Braces: The Smart Alternative to Overbite Surgery
Overbite surgery is only one way of treating an overbite, and it is generally only used to correct an overbite that is caused by a jaw that is too short or too long. Thankfully, there are less dramatic ways to treat an overbite.
The most common – and easiest alternative to overbite surgery is braces. Braces are used to correct a number of issues involving the teeth, including overbite, under-bite, cross-bite, misalignment of teeth and teeth that are too crowded. Since overbite surgery is usually a major expense and inconvenience, braces are a much more reasonable treatment, especially if the overbite is purely a cosmetic concern.
Malocclusion is the term used by dentists to describe all of the different spacing and alignment issues that can affect teeth. In most cases, dental problems in this category do not cause medical problems. Usually, the reason behind correcting malocclusion is related more to appearance than overall physical health issues. There are some cases, however, where severe tooth misalignment can make normal mouth movement difficult.
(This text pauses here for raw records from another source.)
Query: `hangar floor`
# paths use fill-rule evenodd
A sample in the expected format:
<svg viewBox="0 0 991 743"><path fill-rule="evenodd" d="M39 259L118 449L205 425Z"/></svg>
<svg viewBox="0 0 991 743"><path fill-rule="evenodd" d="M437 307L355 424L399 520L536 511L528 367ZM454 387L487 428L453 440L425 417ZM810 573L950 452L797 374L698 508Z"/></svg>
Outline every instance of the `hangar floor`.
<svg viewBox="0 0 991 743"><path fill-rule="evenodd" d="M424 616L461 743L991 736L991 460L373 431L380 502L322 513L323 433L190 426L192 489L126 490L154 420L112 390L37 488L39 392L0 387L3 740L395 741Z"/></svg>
It is not uncommon for people with drastic overbites or under-bites to report suffering from pain in the lower and upper jaw. When physical difficulties occur because of tooth or jaw misalignment, surgery may be the fastest and easiest treatment. Braces can take several months, or even years to rearrange the teeth into proper alignment. If pain and discomfort are extreme, a year or more may simply be too long to wait.
In almost all cases, however, braces are the most effective answer, so the long process of repositioning the teeth begins. The application of braces stars with ceramic, metal or plastic bands being attached to the outside surface of the teeth. Metal bands are also secured around some of the back teeth. Once the bands are in place, springs and wires are run through the bands to connect them and force the teeth to move back into the correct position.
The process of attaching the braces to the teeth can take a few visits to the orthodontist, but it is not usually painful. In some cases, the doctor may have to remove one or more of the teeth to make room for the repositioning. This is usually only required when the cause of the misalignment is overcrowding of the teeth. Any tooth extractions or other general dental work that may be needed will generally be done before any bands or wires are placed on the teeth.
New and improved ways of straightening and realigning the teeth are always being introduced, and the old-fashioned “Ugly Betty” style braces are become more and more rare. Clear plastic braces and retainers are being used with increased frequency, and this makes the prospect of getting braces much easier for young people to deal with.
Dentists and orthodontists generally recommend getting braces at a relatively young age – say around 12 or 13 years old. This is because the jaw bones are still soft and easily moved when a child is younger. Of course, the braces should not be applied too early either. If the bones are still very soft and pliable when the braces are removed, there is a risk that the teeth will become misaligned once again. Every case is different, and the orthodontist can make the best recommendation regarding when to start.
While the braces are on the teeth, it is very important to take proper care of the teeth. This includes brushing and flossing after every meal and paying close attention to oral hygiene to avoid the appearance of marks on the teeth once the braces are removed.